At that time states were generally admitted to the Union two at a time--one slave and one free.
California, however, was admitted to the Union in 1850 offset instead by the Fugitive Slave Law; in 1854 the Congress passed the Kansas Nebraska act, which accepted the territory of Kansas and Nebraska as states too. They would not be assigned slave or free but they would be decided slave or free by popular sovereignty. These two pieces of legislation were powerful tools in the abolition of slavery, for reasons we shall see.
Slave owners in Northern Missouri, who had long intimidated abolitionists in Illinois and had really whet their chops driving the Mormons out of Southern Illinois with the blind eye of the Illinois State Militia, decided to resolve whether Kansas was slave or free by riding into the state, holding a vote for a slave constitution and petitioning Congress to be admitted as a slave state.
Unfortunately, the Fugitive Slave Act had radicalized abolitionists, and instead of passively let Missouri slave owners run roughshod over Kansas, "free-soilers" fought back, and a bloody guerrilla war followed. Those who hadn't been made abolitionists by the Fugitive Slave Act in the North were soon made it in the confrontation called Bleeding Kansas which followed.
Those Missouri riders were soon to become irregular Confederate cavalry against the Army of the West. By the time the Civil War ended, they had become battle-hardened desperadoes. They moved West to avoid capture and imprisonment. Most famous among these were the Quantrill and Jesse James Gangs. The Mormon leadership got word that their old foes were riding through Utah and set up an ambush to massacre them, but the Army got wind of the Mormon plot and allowed the marauders to sneak past, upon which they repaid America by ravaging its commerce and terrorizing its far Western citizens.
Mormonism is an American institution. Who can think of a holy site in America that people from the World around pilgrimage to that is not a Mormon tabernacle?
My feeling is that Mormonism is an uncomfortable mirror to our values. Mormons believe not only in the exceptionalism of the United States but in America as a literal Eden. We like to think of ourselves sometimes as European, but we don't drink or smoke without regret or shame. We resist Mormonism, in my opinion, because we know it is closer to our values than we care to admit.

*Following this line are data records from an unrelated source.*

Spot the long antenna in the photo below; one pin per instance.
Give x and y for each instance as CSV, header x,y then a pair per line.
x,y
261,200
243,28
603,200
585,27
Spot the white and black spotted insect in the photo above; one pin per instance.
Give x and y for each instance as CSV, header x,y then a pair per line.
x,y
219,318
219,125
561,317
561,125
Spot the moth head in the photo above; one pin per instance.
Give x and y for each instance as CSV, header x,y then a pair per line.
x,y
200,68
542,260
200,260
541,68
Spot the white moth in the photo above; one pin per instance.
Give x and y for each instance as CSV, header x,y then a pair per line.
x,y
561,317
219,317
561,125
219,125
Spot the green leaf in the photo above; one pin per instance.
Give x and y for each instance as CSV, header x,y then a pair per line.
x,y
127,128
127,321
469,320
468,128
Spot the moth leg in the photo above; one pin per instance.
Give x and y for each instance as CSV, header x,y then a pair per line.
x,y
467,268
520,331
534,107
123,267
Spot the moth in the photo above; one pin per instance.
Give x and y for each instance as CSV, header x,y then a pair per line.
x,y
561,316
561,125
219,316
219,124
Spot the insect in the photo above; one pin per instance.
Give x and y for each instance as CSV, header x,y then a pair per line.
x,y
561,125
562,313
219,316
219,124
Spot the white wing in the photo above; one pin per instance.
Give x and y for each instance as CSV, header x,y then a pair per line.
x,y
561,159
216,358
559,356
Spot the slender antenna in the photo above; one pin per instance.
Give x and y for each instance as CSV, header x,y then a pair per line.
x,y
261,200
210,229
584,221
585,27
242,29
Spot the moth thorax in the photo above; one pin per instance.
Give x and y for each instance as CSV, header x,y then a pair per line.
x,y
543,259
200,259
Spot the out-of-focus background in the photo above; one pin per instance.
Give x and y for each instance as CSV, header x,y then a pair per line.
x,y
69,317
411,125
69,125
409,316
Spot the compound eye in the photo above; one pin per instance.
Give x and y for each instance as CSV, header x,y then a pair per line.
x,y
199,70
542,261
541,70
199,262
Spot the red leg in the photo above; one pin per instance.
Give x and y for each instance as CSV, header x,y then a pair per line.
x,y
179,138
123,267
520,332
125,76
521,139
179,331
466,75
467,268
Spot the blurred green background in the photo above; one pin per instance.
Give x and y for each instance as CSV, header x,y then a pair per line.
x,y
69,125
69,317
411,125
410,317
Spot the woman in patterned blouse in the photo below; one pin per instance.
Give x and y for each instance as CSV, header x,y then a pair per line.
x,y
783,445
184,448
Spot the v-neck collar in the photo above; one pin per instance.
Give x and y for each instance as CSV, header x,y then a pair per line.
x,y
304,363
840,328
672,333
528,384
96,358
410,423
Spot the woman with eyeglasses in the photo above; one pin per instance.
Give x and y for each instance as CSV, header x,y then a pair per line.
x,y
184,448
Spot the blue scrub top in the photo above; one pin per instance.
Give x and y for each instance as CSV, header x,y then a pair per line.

Of course, historical Mormons and today's Mormons are somewhat different. Historical Mormons were boisterous and drunken, sometimes cowardly, often stoic, willing to suffer tremendous sacrifices to worship in peace. They were vengeful in the Biblical sense. They practiced polygamy, and excluded all people of color until an embarassingly late date of history.
They were the only significant group of people to treat with the tribes fairly (even if, for superstitious reasons).
That is, Historical Mormons were both the best of what it means to be American, and the worst of what it means to be American.
I am not advocating for or against Mormonism; I just think before you attack it, if you are going to attack it, you should at least be able to appreciate it, if nothing else, then as a very good character in American History.